BY Gary B. Gray
Bristol Herald Courier
BRISTOL, Tenn. – Since late June, very few – if any – Canada geese are using Middlebrook Lake.
That statement came in mid-August from a U.S. Department of Agriculture administrator after the relocation from April through June of 122 Canada geese and euthanization of 26 others at or near the scenic neighborhood lake.
The Middlebrook Homeowner’s Association contracted with the USDA in March to address an overpopulation problem at the lake in the King College area. It cited easy access to the lake, an absence of natural predators, limited hunting and supplemental feeding as causes.But the fix is temporary, and the probability is high that the honking, winged visitors will return to the 29-acre lake in even greater numbers, said Wallace Coffey, former editor of the Tennessee Journal of Ornithology and a 43-year observer of the species.
"The USDA can’t trap or euthanize 150 geese at Middlebrook and hope to make a real difference, except for the temporary satisfaction of those who live there," he said. "I can tell you, I saw a flock of 500 Canada geese up around Exit 7 just last week.
"It’s hard to say what’s right and what’s wrong. But it’s easy to say what’s efficient and inefficient. This is inefficient, and it’s typical of the USDA."
The geese are not scarce in Tennessee. Nor is it unusual for them to be rounded up and removed from areas such as Middlebrook Lake.
"Everybody wants the birds to be taken somewhere else – we’re running out of somewhere else," said Keith Blanton, a USDA Wildlife Services district supervisor for eastern Tennessee and Kentucky. "As far as efficiency – the reason we euthanized the 26 birds was because we were only able to gather three to four on some days. We would have had to drive 100 miles each day to relocate the birds, and that was not an efficient method."
Blanton, who headed the roundup at Middlebrook, said the problem has been "chronic" and the action to remove them was not a sudden whim on the part of the homeowner’s association.
The geese population has increased dramatically over the past few years, and Tennessee is one of the only remaining states to allow the euthanization of Canada geese, he added.
The USDA’s Wildlife Services Web site lists its "Top 5 Major Assistance Activities." Its top priority: "Protecting public safety and property from Canada goose, pigeon starling, blackbird, and other wildlife damage."
"Canada geese are responsible for 20 percent of all requests for assistance in Tennessee," and concerns include feces-contaminated water and aggressive geese that attack children and the elderly, according to the Web site.

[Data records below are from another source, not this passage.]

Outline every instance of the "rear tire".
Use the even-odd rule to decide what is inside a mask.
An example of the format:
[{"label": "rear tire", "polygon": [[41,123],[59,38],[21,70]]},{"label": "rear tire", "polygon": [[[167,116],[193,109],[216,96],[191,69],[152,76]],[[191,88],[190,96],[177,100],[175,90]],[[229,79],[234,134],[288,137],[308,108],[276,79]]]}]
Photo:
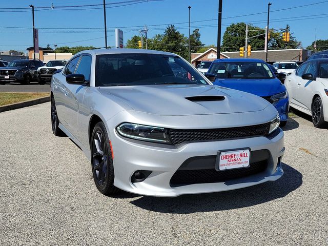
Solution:
[{"label": "rear tire", "polygon": [[314,127],[322,128],[325,127],[326,122],[323,117],[322,101],[319,96],[316,97],[312,103],[312,122]]},{"label": "rear tire", "polygon": [[119,189],[114,186],[115,175],[112,152],[103,122],[96,124],[91,140],[91,168],[96,187],[104,195],[114,195]]},{"label": "rear tire", "polygon": [[30,74],[26,74],[24,77],[24,85],[30,85],[30,84],[31,84],[31,79],[32,77],[31,77],[31,75]]},{"label": "rear tire", "polygon": [[65,136],[66,134],[59,129],[59,120],[58,118],[58,115],[57,115],[55,98],[53,97],[51,98],[51,128],[52,129],[52,133],[55,136],[58,137]]}]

"It is our understanding from the USDA that the removal is temporary and more Canada geese will make Middlebrook their home over the next few years," said Deborah Garritson, MHA president. "After the geese were removed, migratory geese did, once again, make Middlebrook their temporary home. We contacted the USDA and they assured us that these were, in fact, migratory geese and if residents do not feed them they will continue their migration."
The USDA signed an agreement with the association in late March to "manage the nuisance goose problems" at the lake.

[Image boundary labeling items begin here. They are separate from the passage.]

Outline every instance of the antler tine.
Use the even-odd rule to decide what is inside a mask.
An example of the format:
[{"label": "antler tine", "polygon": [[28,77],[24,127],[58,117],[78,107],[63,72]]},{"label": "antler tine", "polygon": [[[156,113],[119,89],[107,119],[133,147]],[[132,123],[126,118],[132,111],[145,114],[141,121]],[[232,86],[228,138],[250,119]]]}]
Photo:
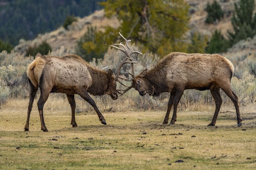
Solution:
[{"label": "antler tine", "polygon": [[[122,35],[120,32],[119,32],[119,34],[120,34],[120,36],[125,41],[125,46],[124,45],[123,45],[122,43],[122,42],[121,42],[119,44],[113,44],[113,45],[111,45],[111,46],[112,47],[114,47],[114,48],[121,51],[123,52],[126,56],[126,57],[123,60],[121,64],[120,64],[120,65],[118,66],[118,68],[117,68],[117,71],[116,71],[116,77],[115,77],[116,81],[116,82],[119,82],[122,85],[127,87],[127,88],[126,88],[125,89],[123,89],[123,89],[118,89],[118,90],[117,89],[116,90],[116,91],[117,91],[117,92],[119,94],[120,94],[120,95],[119,95],[119,96],[120,96],[123,95],[125,93],[127,92],[129,90],[130,90],[131,88],[132,88],[133,87],[132,87],[132,85],[131,86],[128,86],[125,85],[118,79],[121,79],[124,80],[126,81],[132,81],[133,79],[134,79],[135,78],[134,63],[137,62],[133,61],[133,59],[131,57],[131,55],[133,54],[142,54],[142,53],[141,53],[139,51],[132,51],[131,50],[131,48],[130,47],[130,46],[129,46],[129,44],[128,44],[129,42],[131,40],[127,40],[125,38],[125,37],[124,36],[122,36]],[[121,48],[119,48],[119,47],[117,47],[116,45],[121,46],[123,48],[123,49],[122,49]],[[125,47],[125,46],[126,46],[126,47]],[[130,61],[127,61],[128,59],[129,59]],[[132,78],[131,78],[130,79],[125,79],[125,78],[119,76],[120,68],[124,64],[128,64],[128,63],[130,63],[131,65],[131,74],[128,73],[129,75],[131,75],[132,76]]]},{"label": "antler tine", "polygon": [[105,67],[103,67],[101,69],[101,70],[105,70],[106,68],[108,68],[108,65],[107,66],[106,66]]},{"label": "antler tine", "polygon": [[98,68],[96,66],[96,64],[95,63],[95,60],[93,60],[93,65],[94,65],[94,67],[95,67],[95,68]]},{"label": "antler tine", "polygon": [[121,90],[119,90],[119,91],[123,91],[123,92],[122,93],[118,91],[118,92],[119,92],[118,93],[120,94],[120,95],[119,95],[119,96],[121,96],[123,95],[124,94],[125,94],[125,93],[126,93],[127,91],[129,91],[129,90],[131,89],[131,88],[132,88],[132,86],[129,86],[129,87],[128,87],[128,88],[127,88],[125,89],[124,89],[124,90],[121,89]]}]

In a four-month period, the USDA’s Wildlife Services captured 122 birds, banded them with numbered metal tags, and released them about 100 miles to the south.
During the same time, the agency drugged 23 geese so they could be easily captured and euthanized. An additional three geese of other species also were euthanized.
Agency employees also searched for active nests and destroyed 28 eggs to help prevent population growth.
In 2005, the homeowner’s association instructed Middlebrook residents Norman and Dolly McPeek to stop feeding wild game and to clear their overgrown garden or face legal action.
The association informed the McPeeks in a letter that complaints had been lodged against them and their behavior encouraged the overpopulation of geese and ducks.
The couple admitted to a love for the birds and said they fed the geese and other species long before the decision was made to lower their numbers.
But they have since cleaned up their garden and erected a fence to keep out wildlife, Norman McPeek said.
"They did a good job of relocating the 122 geese, but if they’d done a little better planning, they wouldn’t have had to kill any of them," McPeek said Wednesday. "The geese are back. There are already more than 100 of them out there right now."
Garritson said the association cannot please everyone, but it was their intent "to do our best to make Middlebrook a great place to live."
"Mr. McPeek is indeed an animal lover, and we respect that," she said. "The board has not heard complaints about the geese removal except from Mr. McPeek, who has written us five letters on the subject."
J. Lee Strader is not a member of the association, but she lives near the lake and said she also had concerns about the birds being killed.
"We have 10 acres near the lake, and we had noticed there weren’t any geese around," she said. "What none of us understood was why would you build a lake that’s attractive to wildlife and then want to get rid of it?"
It’s not the first time overpopulation of the birds has created a stir in the region. In February 2005, just months before the McPeeks received a complaint about feeding the birds, town leaders in Saltville, Va., declared open season on Canada geese – in town near a large salt marsh.
Stacy Hayton, Saltville’s assistant police chief, told the Herald Courier at the time, "Hopefully, it will be worth it all. It just depends on how much the birds learned."
The hunt drew a lot of attention, publicity and protests from animal lovers and animal rights groups, but was accomplished without any confrontation. Still, the problem of too many geese and humans sharing the same space remains.
Hunters did thin the flock for a while, but the birds will thrive and return to Saltville, Bristol and other locations, Coffey said.
"The same thing happens out at Steele Creek Park and other places," Coffey added. "In 2000, there were about 30,000 Canada geese in Northeast Tennessee. And my guess is there’s a lot more here now than that."